Understandably, many preteens are uncomfortable talking about sex with their parents, yet an open line of communication is essential for your child’s safety and health. Today, we’ll provide some insight about communicating openly when talking to preteens about sex. 

Start the Conversation Early 

If your child is still young, now is the time to begin communication about sex. Of course, the information discussed will evolve as your child ages. For babies and toddlers, you can begin to incorporate the scientific names for genitals. From age 2-5, focus on boundaries and what is and is not appropriate, to lay the groundwork for consent. Kids may start asking how babies are made, and the book “What Makes a Baby” may help guide you here. Elementary school-age kids should learn how to safely explore digital spaces, what sexual abuse is, and potentially the mechanics of sex-based on your child’s questions. 

Beginning the conversation about sex naturally starting at birth will make it much easier to establish communication and honesty with your children. However, it’s never too late to start. For preteens age 9-12, begin conversations about sexual choices and safe sex.

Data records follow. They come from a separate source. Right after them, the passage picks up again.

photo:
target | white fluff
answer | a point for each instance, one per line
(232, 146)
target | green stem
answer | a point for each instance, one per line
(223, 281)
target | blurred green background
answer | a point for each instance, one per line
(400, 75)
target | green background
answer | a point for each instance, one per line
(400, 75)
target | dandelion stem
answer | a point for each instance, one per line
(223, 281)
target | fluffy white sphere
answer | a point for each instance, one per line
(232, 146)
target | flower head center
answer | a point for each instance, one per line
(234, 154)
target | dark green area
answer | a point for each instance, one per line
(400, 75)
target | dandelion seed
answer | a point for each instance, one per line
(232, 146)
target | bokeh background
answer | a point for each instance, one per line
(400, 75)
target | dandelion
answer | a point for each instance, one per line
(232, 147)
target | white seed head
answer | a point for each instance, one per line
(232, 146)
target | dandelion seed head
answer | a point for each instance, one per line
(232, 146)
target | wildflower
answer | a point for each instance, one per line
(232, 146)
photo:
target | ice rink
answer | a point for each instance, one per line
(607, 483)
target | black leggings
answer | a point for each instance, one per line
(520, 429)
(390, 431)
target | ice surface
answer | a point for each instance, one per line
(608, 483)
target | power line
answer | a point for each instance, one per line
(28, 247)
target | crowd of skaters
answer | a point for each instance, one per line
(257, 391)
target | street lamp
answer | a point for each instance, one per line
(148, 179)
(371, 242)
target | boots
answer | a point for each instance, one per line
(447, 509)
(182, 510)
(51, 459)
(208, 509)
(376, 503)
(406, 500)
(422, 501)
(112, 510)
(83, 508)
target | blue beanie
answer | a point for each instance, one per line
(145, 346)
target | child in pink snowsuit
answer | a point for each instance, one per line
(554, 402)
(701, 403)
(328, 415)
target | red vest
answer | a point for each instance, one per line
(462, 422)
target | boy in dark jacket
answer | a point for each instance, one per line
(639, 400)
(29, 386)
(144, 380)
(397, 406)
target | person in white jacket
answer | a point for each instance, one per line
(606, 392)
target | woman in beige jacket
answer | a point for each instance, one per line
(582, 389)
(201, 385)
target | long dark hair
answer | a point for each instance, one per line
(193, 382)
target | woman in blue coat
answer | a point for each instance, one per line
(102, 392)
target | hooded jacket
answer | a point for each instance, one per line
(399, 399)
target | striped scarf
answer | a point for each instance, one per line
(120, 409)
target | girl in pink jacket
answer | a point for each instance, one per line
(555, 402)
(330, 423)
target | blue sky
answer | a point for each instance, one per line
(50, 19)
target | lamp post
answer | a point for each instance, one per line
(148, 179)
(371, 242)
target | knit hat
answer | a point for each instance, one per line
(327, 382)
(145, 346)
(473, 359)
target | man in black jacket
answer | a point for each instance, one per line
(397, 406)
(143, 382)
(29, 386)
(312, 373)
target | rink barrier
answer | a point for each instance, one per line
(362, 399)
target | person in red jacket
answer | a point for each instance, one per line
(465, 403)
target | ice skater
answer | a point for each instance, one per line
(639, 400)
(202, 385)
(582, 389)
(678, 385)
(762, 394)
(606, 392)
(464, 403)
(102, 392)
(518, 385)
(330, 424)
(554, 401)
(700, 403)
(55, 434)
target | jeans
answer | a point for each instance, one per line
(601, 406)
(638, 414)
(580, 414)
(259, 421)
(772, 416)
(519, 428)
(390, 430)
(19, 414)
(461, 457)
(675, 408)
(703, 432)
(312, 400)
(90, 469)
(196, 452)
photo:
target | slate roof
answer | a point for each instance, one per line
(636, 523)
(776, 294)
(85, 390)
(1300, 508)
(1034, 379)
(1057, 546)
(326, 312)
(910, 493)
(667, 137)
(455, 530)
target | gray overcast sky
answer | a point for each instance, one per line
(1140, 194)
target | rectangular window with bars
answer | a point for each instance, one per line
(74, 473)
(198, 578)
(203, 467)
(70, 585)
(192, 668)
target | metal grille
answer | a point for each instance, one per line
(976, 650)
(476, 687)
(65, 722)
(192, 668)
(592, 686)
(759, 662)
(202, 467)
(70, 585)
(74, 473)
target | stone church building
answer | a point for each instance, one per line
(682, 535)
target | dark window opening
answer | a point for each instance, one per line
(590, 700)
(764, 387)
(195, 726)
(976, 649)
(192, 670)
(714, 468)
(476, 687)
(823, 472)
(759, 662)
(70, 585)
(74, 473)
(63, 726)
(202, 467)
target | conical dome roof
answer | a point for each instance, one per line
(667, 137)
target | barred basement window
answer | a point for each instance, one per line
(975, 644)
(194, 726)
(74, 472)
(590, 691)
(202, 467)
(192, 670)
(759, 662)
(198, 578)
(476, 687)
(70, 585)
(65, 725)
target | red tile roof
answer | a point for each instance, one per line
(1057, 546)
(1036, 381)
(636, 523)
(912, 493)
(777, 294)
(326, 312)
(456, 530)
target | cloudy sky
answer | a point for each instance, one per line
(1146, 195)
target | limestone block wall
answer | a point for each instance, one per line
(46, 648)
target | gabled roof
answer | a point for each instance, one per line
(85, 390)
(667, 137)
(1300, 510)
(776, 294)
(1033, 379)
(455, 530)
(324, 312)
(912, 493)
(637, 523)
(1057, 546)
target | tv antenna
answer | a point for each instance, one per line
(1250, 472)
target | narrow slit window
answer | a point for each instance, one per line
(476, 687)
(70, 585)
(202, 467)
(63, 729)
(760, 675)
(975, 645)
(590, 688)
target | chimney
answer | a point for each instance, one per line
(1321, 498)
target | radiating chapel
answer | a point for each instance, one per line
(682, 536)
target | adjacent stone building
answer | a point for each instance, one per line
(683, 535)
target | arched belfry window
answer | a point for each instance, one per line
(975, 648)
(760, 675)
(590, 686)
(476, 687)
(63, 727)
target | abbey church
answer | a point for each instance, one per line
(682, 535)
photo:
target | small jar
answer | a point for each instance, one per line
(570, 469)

Chat about internet safety and digital rules. 

Revisit the Topic 

Talking about sex with teens and preteens can be uncomfortable for both you and your child, but it’s not a one-and-done conversation. Even if your child does not seem ready to talk to you about it, keep the communication open and check in with your child about the subject in the future. If you continue to gently introduce the topic and present yourself as a resource, your preteen may slowly become more comfortable communicating about it with you. 

A Two Way Conversation 

During the first conversation, your child may not feel comfortable participating, and that’s okay. As you continue to approach the topic, try to foster a two-way conversation. Ask your child if they have questions, and respond without judgment, no matter how difficult it may be. Work with your child to find answers you may not know and to come up with action plans. 

Getting preteens to have open talks about anything is a challenge, let alone a topic as personal as sex. Starting the conversation early and allowing it to evolve as your child ages is a great way to establish trust and openness. Additionally, you should come back to the topic multiple times, even if your preteen was uncomfortable at first. The ultimate goal is to keep your child safe and offer them love and support as they continue to develop.